There was a time when the comments on Brownstoner approached those of the Brooklyn turf wars of yore. New York magazine even wrote an entire feature about it.
But lovely surprises were buried in there, and one blossomed into a beauty to rival the entire Brownstoner enterprise (all respect to the blog itself). That would be the thoughtful work of Montrose Morris, an anonymous longtime resident of Bed-Stuy and Crown Heights who knew the neighborhoods, their history and architecture, better than just about anybody.
Regular columns ensued, and they will continue. But they will not be the same. Montrose Morris is leaving Brooklyn.
In a long, heartfelt column, the last about her adopted home borough, MM, as the writer’s fans call her (yes, despite the name, a nod to a favorite architect, “he” is a she), reveals the remarkable joys and challenges living in Brooklyn has presented.
In the summer of 1977, fresh from college, I emerged from the GG train at Clinton-Washington and saw Clinton Hill for the first time. It was the Summer of Sam, although we weren’t aware of it at the time. New York City was a broke, dirty, gritty, hot and dangerous place. But it sure looked good to me, as I followed my friend to her third-floor apartment on Washington Avenue, a few doors away from what is known as the Pfizer Mansion. As an old house lover from childhood, I was mesmerized by it all: the city, the neighborhood and its great architecture, and Brooklyn itself.
What is so surprising is to hear about the difficulties Montrose Morris has faced living in the city, one that she loves but that does not always love her back. It is a struggle familiar to so many New Yorkers, yet one to that there seems to have fewer easy answers or happy endings. Thank God for Brownstoner.
I can honestly say it’s saved my life. In 2007, my career disappeared one day, and never came back. I became one of the vast numbers of middle-aged people who couldn’t find work. Resumes sent out never got a single reply. There were no interviews. Changing careers didn’t help either. I had twenty-some years’ experience in an industry that was now looking to hire people to do two people’s jobs at one third of one salary, if they were hiring anyone at all. I even got turned down as Christmas help at William Sonoma, because they said I was overqualified. I began freelancing in anything I could get, and writing for Brownstoner gave me my sanity, as well as a regular income. I was able to get a few other jobs from people who read my pieces, and a new career as a writer/researcher was born. That was cool!

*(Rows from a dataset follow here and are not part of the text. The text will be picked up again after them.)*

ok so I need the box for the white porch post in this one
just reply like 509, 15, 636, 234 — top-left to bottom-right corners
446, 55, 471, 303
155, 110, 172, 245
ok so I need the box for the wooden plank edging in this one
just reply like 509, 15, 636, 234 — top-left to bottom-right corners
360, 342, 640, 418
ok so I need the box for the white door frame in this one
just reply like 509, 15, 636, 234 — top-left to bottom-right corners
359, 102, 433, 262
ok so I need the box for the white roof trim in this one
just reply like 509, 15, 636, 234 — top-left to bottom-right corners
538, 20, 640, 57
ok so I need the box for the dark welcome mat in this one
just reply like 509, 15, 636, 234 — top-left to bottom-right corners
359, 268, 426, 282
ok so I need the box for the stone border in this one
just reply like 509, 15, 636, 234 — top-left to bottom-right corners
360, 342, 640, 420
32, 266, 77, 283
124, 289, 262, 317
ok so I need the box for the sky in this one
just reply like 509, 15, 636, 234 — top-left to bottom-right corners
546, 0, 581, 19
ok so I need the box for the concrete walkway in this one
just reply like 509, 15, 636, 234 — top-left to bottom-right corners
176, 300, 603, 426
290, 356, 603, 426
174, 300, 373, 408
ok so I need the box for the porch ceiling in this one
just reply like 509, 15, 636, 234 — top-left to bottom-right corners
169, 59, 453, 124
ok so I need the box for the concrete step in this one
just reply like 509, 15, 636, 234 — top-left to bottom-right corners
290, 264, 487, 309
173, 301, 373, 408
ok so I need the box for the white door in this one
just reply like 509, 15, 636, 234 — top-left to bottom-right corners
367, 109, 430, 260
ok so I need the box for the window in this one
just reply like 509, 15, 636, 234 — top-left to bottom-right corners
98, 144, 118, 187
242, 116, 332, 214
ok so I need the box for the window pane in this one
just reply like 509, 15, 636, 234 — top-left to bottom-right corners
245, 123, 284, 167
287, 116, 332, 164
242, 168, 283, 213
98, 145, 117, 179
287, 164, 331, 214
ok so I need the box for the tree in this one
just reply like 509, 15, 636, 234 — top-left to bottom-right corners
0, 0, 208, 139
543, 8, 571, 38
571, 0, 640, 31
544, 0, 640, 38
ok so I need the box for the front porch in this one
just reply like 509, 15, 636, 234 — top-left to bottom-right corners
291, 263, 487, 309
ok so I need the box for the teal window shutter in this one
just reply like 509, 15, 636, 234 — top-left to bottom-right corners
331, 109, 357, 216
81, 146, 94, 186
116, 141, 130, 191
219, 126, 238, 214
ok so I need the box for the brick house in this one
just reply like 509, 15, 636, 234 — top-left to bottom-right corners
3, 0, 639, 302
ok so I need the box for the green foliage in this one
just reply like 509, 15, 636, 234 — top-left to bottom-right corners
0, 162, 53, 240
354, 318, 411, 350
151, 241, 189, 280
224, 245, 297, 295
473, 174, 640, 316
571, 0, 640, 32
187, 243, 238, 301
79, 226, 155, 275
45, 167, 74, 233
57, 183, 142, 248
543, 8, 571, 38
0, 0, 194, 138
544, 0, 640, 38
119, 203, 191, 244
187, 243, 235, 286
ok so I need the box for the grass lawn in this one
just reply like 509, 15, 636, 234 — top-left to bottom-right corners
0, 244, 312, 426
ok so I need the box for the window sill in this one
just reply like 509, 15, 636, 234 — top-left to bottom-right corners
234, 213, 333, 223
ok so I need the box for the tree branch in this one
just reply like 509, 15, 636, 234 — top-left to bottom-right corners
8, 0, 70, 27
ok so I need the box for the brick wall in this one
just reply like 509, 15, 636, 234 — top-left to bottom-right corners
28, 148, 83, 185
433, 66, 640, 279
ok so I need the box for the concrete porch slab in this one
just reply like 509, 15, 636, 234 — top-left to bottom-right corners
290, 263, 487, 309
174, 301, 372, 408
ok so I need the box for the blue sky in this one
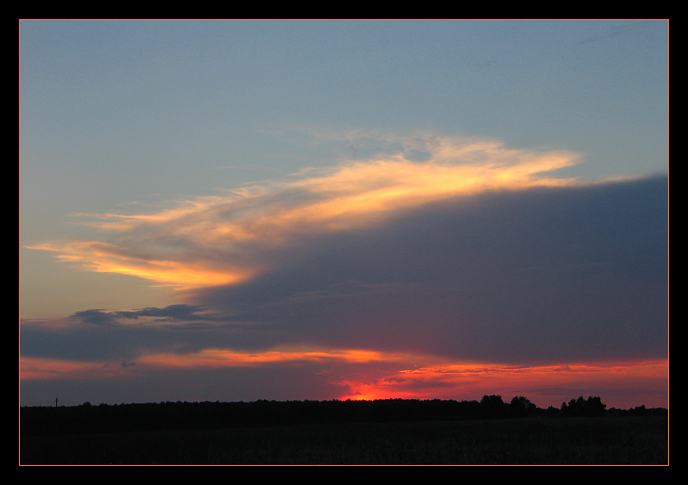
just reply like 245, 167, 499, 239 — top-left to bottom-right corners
20, 20, 668, 408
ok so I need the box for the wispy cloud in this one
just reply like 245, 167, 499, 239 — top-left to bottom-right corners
578, 20, 655, 45
30, 135, 583, 291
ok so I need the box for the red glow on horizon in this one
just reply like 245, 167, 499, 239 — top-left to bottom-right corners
20, 347, 668, 410
335, 359, 668, 409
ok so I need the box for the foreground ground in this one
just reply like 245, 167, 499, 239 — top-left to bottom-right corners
20, 415, 667, 465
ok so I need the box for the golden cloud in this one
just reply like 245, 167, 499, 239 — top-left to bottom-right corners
29, 136, 582, 290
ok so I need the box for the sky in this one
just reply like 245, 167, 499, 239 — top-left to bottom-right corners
19, 19, 669, 410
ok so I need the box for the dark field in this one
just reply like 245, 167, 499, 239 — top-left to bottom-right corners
20, 401, 668, 465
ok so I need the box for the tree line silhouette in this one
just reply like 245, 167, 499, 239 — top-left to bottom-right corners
20, 395, 666, 437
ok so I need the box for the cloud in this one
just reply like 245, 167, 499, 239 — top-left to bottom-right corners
30, 135, 583, 291
192, 174, 667, 364
22, 134, 668, 406
578, 20, 654, 45
69, 304, 225, 326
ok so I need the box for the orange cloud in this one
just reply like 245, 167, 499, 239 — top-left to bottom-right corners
28, 136, 583, 290
135, 347, 415, 369
29, 240, 256, 289
19, 346, 416, 382
337, 359, 669, 407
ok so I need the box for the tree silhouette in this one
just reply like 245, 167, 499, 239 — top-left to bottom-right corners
480, 394, 506, 419
509, 395, 537, 418
560, 396, 606, 417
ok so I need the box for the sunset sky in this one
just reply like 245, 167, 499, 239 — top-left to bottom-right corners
19, 20, 668, 410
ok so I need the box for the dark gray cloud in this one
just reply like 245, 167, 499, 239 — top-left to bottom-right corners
21, 175, 667, 369
20, 310, 266, 363
191, 175, 668, 364
69, 304, 223, 326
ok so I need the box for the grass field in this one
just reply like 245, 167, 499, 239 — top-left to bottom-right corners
20, 415, 668, 465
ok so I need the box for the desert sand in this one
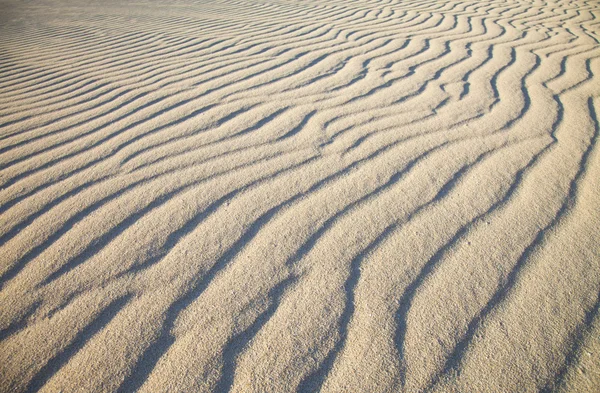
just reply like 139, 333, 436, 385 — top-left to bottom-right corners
0, 0, 599, 392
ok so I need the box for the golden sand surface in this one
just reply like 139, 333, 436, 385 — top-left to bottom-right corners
0, 0, 599, 392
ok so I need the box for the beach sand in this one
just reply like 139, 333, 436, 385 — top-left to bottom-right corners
1, 0, 599, 391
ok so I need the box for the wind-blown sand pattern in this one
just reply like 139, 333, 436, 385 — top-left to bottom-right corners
1, 0, 599, 391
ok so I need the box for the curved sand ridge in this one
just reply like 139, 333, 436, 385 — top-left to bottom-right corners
1, 0, 599, 392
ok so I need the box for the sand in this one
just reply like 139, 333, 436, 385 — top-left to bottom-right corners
0, 0, 599, 392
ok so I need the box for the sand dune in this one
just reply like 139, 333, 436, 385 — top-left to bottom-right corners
1, 0, 599, 391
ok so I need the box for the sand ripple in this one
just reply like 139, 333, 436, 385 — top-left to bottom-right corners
1, 0, 599, 392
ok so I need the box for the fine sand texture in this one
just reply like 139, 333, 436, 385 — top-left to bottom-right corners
1, 0, 599, 392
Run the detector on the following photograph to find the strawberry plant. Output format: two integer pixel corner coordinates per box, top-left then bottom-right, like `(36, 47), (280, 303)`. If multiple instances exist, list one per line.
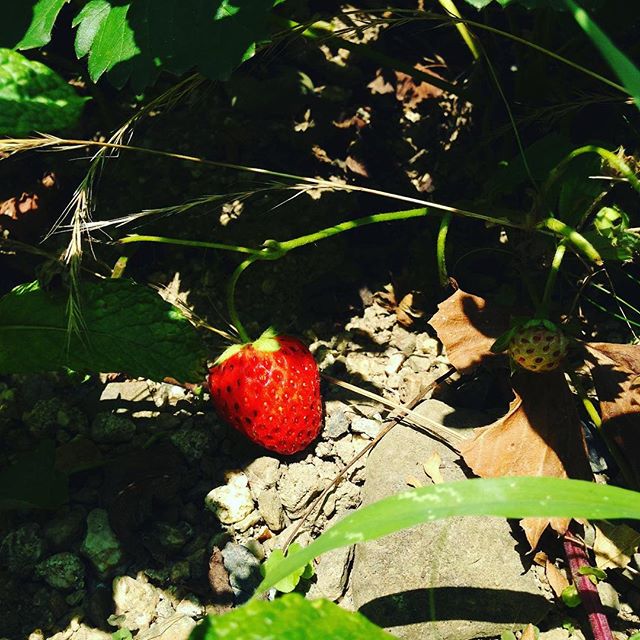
(4, 0), (281, 90)
(0, 0), (639, 639)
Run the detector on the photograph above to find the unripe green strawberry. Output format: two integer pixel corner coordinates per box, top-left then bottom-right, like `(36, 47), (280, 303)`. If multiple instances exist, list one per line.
(207, 331), (322, 455)
(508, 323), (568, 372)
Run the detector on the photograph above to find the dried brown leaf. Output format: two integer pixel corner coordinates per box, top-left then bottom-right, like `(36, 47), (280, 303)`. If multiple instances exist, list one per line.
(345, 155), (369, 178)
(586, 342), (640, 487)
(367, 69), (394, 95)
(593, 522), (640, 570)
(460, 371), (593, 548)
(521, 624), (538, 640)
(428, 289), (509, 373)
(423, 452), (444, 484)
(395, 63), (445, 109)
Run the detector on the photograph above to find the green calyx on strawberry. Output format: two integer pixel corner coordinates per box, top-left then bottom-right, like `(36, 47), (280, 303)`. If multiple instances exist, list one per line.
(497, 319), (568, 373)
(207, 329), (323, 455)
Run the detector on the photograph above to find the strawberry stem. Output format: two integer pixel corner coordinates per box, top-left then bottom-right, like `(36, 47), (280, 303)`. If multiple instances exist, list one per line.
(228, 257), (258, 343)
(537, 218), (602, 265)
(277, 208), (429, 251)
(563, 524), (613, 640)
(436, 212), (453, 287)
(539, 240), (567, 318)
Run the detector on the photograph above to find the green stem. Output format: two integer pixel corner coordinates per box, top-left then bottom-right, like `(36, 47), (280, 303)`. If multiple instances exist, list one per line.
(538, 217), (603, 264)
(437, 0), (480, 60)
(539, 241), (567, 318)
(119, 234), (266, 255)
(543, 145), (640, 198)
(227, 258), (259, 343)
(568, 371), (638, 491)
(436, 213), (452, 287)
(278, 208), (428, 251)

But all of the freelancing wasn’t enough. Living in New York is expensive, and owning a building is ridiculously expensive. The insurance, the taxes,
water and heating bills, fees, inspections, repairs; everything, in addition to the mortgage itself, is enormous. I scraped, borrowed, cashed out my 401K and re-negotiated, but it wasn’t enough. I went into foreclosure. Fortunately, I was not alone, there was a moratorium on foreclosures, and I have had time to make plans. My house is in contract, closing next week.
Unemployment? Foreclosure? For a Brooklyn hero? It is all so shocking and saddening. Yet the point that really drove things home was this passage, from MM’s first trip to Bed Stuy, too look at renting a row house with her mother in the early 1980s.
I got to know the people on the block. We had teachers, nurses, a mailman, fireman, court clerk, lawyers, plumbers, real estate agents, a retired cop and many more. We had lots of older people, including a famous jazz musician, and one of the sandhogs who built the underground tunnels of our city. We also had our junkies, pushers, petty thieves and pitiful cases.
The Observer, not always the voice of the working class, is often dismissive of the idea that New York has gotten as bad as we like to pretend it has. But could any of these middle- and working-class New Yorkers reasonably expect to make it today in the neighborhood? No doubt some are still there, maybe even a few have been lucky enough to cash out. Yet like Montrose Morris, there have no doubt been unlucky ones as well. The amazing thing is she does not, could not, see things as cynically as us.
I used to be an aspiring opera singer, so the title of my piece is a reference to that part of my life. It’s from Puccini’s La Boheme: “Addio, senza rancor.” That’s “Farewell, without bitterness, or regret.” I’ll always be a Brooklynite, whether in Brooklyn, or not. Addio!
The whole piece is a tour de force, and we highly recommend you go read it. For the next three weeks while moving upstate, MM will be filing her favorite columns from the past five years, so be sure to check those out, too. We asked Brownstoner publisher Jonathan Butler for his thoughts on the loss of one of the city’s best writers.
“It’s a sad day indeed when one of Brownstone Brooklyn’s most knowledgeable and enthusiastic cheerleaders leaves the borough. Since making the switch from active commenter to daily columnist in 2007, Montrose has almost single-handedly kept the site grounded in the topics that made me start it in the first place—architectural appreciation and preservation and a love of the neighborhoods and communities that make Brooklyn a unique place. Luckily for the rest of us, after a brief transition period, Montrose will continue to post copy from her porch upstate.”
Who knows. She might even convince us all to follow her there, too.